The sense of situatedness and the value of materiality is particularly evident in engineering education; however, beyond that, looking at the socially engaged roles teachers and other actors have in constructing meaning in education is difficult and necessary to question and develop when moving to a different social practice, such as online education. From the interviews, we see references to a teaching practice that is reliant on a well-established, internalised social agreement that cannot be copied in an online setting. Hence, reflecting on how teaching can be re-constructed should be a process that is taken with great care, especially if the aim is to achieve the higher-order learning outcomes through student–teacher communities (Garrison et al., 2003). The results of this study indicate that most of the teachers’ reflections were reactionary which can be easily argued as adequate given that the timeline of the study was the first wave of COVID-related lockdowns. Nevertheless, while this crisis could still bring an opening to examining social practice of teaching and learning, it is reasonable to post a question on when and how do teachers reflect on their teaching, especially on the aspects of change and development in social practice?
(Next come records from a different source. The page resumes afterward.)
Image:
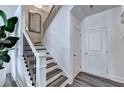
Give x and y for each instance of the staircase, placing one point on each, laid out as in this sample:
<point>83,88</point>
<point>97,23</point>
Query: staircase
<point>55,77</point>
<point>39,67</point>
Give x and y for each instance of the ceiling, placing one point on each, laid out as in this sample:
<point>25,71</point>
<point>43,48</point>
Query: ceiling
<point>81,11</point>
<point>46,8</point>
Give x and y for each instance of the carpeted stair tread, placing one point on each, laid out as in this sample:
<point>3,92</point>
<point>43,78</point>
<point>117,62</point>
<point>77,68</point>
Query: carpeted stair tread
<point>53,73</point>
<point>57,82</point>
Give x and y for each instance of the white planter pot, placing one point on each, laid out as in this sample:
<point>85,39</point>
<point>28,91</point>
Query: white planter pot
<point>2,77</point>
In conclusion, while there is probably no right way to prepare for a crisis like a global pandemic, we can draw several conclusions that can be useful for uncertain future situations. It is essential to appropriate pedagogical tools, online and in-person, to support an interactive, constructivist relationship with students, mainly for teachers to truly tap into their capacity to bring the most adequate judgements on creating conditions for learning. Furthermore, teachers who are pedagogical polyglots are also less likely to experience anxiety with sudden and unexpected changes. However, even though tools and methods are essential for teachers’ self-confidence, we do maintain that change in teaching practice goes beyond a single tool or competence. Equipping teachers with an array of tools, methods, and approaches helps in preparing them for the uncertainty, but the instances of professional development need to be well tied with what they see as the purpose of teaching and in line with their reasoning around what creates the most optimal learning environment. Additionally, a widespread change in teaching practice needs to be negotiated among teachers, and potentially include other actors such as students and leadership, since the norms that govern teaching practice are communal, and created and enacted through communities rather than individuals.